Josél Moctezuma
Una tragedia estremeció a la mixteca poblana luego de que diez personas fueran asesinadas al interior y exterior de un domicilio ubicado en el rancho de Texcalapa, en el municipio de Tehuitzingo, Puebla.
Entre las víctimas se encuentran siete integrantes de una misma familia, incluidos tres menores de edad; una bebé de apenas un mes y veinte días de nacida.
De acuerdo con los primeros reportes, el presunto responsable sería José Alfredo N., un joven identificado por habitantes de la zona como presunto consumidor de drogas y quien, presuntamente, habría escapado de un anexo horas antes de los hechos.
Las investigaciones iniciales apuntan a que el hombre habría ingresado al inmueble acompañado de otras personas armadas. Algunas de las víctimas fueron encontradas atadas de manos con cable y todas presentaban disparos de arma de fuego, varios de ellos con el denominado “tiro de gracia”.

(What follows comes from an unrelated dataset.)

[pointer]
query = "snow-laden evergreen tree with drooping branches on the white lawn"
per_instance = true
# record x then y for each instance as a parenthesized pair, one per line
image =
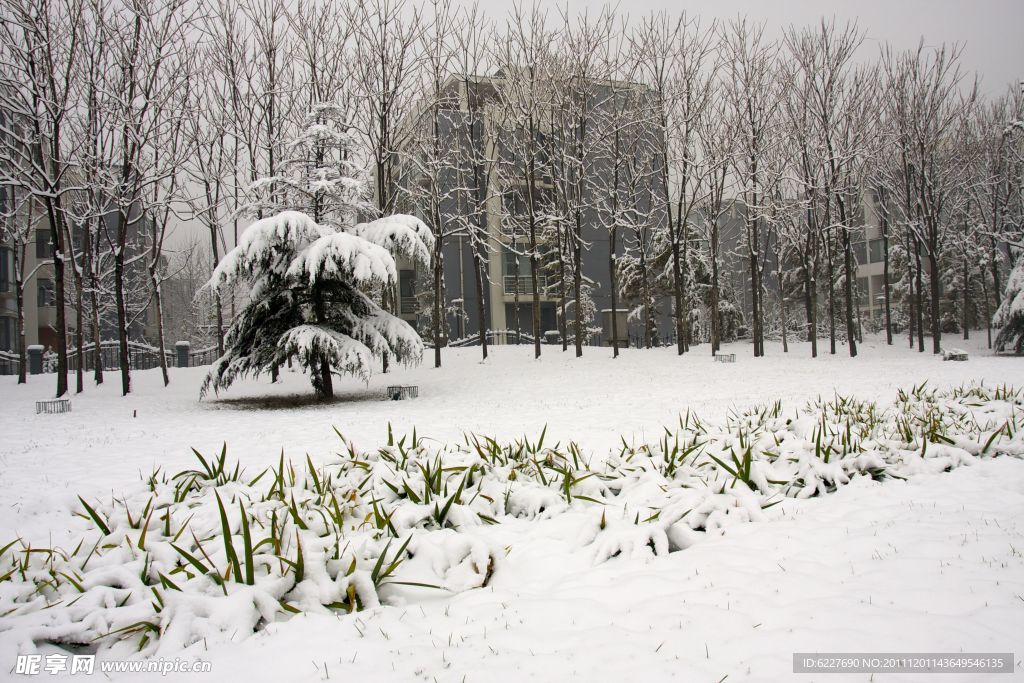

Entre las víctimas se encuentran sus padres, Cecilio y Marcela; sus hermanos José María, de 15 años; Gabriela, de 22; y Roberto, de 34 años. También fue asesinada Marta, de 29 años, esposa de Roberto, junto con su hija Carolina, una bebé de apenas semanas de nacida.
Gabriela aún presentaba signos vitales cuando era trasladada a un hospital; sin embargo, falleció debido a las heridas provocadas por impactos de bala en la cabeza.
Además de los familiares, tres trabajadores que se encontraban en el lugar perdieron la vida: Efrén, José y Kevin, este último de apenas 15 años. Según versiones preliminares, dos de ellos laboraban como mecánicos y otro operaba maquinaria pesada en trabajos realizados en el rancho.
La masacre ha provocado indignación y consternación en la región mixteca, una zona golpeada en los últimos años por hechos de violencia vinculados a disputas criminales, narcomenudeo y debilitamiento del tejido social.
Tras los hechos, la Fiscalía General del Estado de Puebla informó mediante comunicados oficiales que ya se realizan las diligencias ministeriales correspondientes para esclarecer el móvil del multihomicidio y dar con todos los responsables.
Por su parte, la Secretaría de Seguridad Pública del Estado de Puebla señaló que mantiene operativos coordinados en la región para reforzar la seguridad y colaborar con las investigaciones.
El gobernador de Puebla, Alejandro Armenta, también emitió un posicionamiento público en el que condenó los hechos y aseguró que no habrá impunidad ante este crimen que ha conmocionado al estado.